AIの推論学習を妨げる「評価バイアス」の正体
2026年1月25日 (日)
- •研究チームが、GRPO等の強化学習手法において推論モデルの学習を阻害する根本的なバイアスを特定した。
- •現在の評価手法は、学習中に難解なプロンプトを過小評価し、単純なタスクを過大評価する傾向があることが判明した。
- •新手法「HA-DW」はこのバイアスを修正し、主要な数学的推論ベンチマーク5種において性能を大幅に向上させた。

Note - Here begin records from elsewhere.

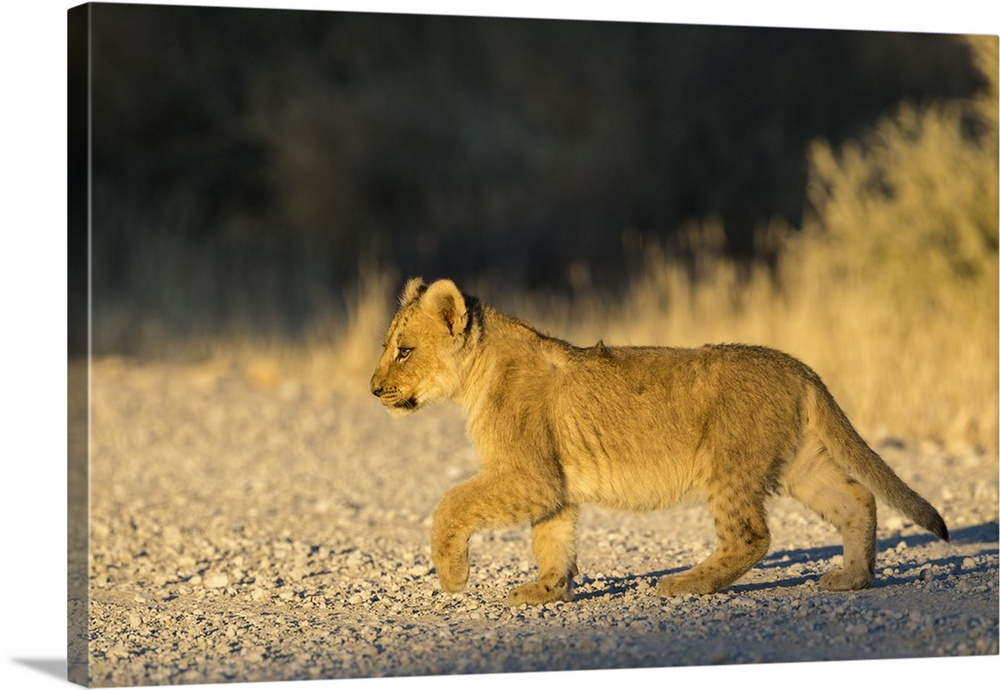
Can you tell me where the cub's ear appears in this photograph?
[425,279,469,335]
[399,278,427,307]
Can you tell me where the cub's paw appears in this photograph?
[656,573,716,597]
[819,568,872,592]
[507,579,573,606]
[434,556,469,594]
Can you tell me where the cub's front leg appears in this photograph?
[431,474,553,592]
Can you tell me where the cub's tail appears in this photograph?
[809,381,948,541]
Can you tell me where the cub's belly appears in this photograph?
[563,454,700,511]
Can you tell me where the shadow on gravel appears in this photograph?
[11,659,66,680]
[573,520,1000,601]
[949,520,1000,544]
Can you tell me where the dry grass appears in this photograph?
[129,37,1000,452]
[318,37,1000,451]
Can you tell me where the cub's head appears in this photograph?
[371,278,470,414]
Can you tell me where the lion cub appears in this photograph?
[371,278,948,606]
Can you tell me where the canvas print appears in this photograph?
[67,3,1000,687]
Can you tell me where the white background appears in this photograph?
[0,0,1000,690]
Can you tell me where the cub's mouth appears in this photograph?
[391,397,418,412]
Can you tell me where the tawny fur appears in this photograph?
[371,279,948,605]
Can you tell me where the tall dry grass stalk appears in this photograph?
[494,37,1000,451]
[166,37,1000,452]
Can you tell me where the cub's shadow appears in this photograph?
[574,520,1000,601]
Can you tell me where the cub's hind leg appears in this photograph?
[656,483,771,597]
[507,506,579,606]
[784,447,876,590]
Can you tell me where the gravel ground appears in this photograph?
[80,360,998,686]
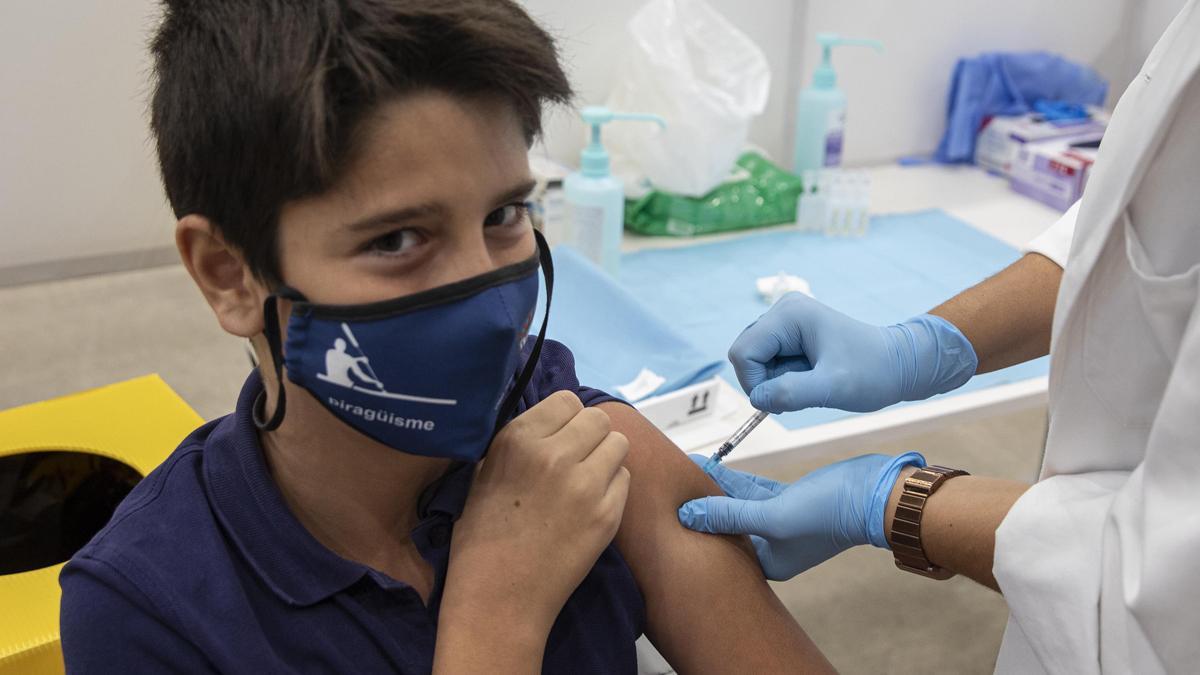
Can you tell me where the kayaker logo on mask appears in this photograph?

大規模言語モデル (LLM)の学習において、数学や論理的課題の解決能力を高める「ポストトレーニング」は不可欠な工程だ。 現在、多くのモデルで採用されているのが、個別の評価用モデル(クリティック)を必要としない効率的な手法「GRPO」である。しかし、最新の研究によって、このショートカットには数学的なバイアスという致命的な欠陥があることが明らかになった。 問題の本質は、AIが課題の「難易度」をどう認識するかにある。現在のシステムはプロンプトの複雑さを十分に考慮できていない。具体的には、難問に対する進歩を過小評価する一方で、簡単なタスクに対しては過剰に評価してしまうのだ。 これは、難しい問題に挑戦しても報われず、単純な計算だけで褒められる生徒のような状態といえる。その結果、AIは困難な解決策の探索を止め、既知の単純なパターンに依存するようになってしまう。 この課題に対し、研究者らは「History-Aware Adaptive Difficulty Weighting (HA-DW)」という手法を提案した。これは過去のパフォーマンスの移動平均を「難易度の指標」として使い、報酬をリアルタイムで再調整する仕組みだ。 実際の難易度に基づいて報酬の重みを調整することで、学習の堅牢性は劇的に向上した。5つの主要な数学ベンチマークでの実験結果は、この隠れたバイアスの修正が、次世代の高度なAIエージェント構築に不可欠であることを示唆している。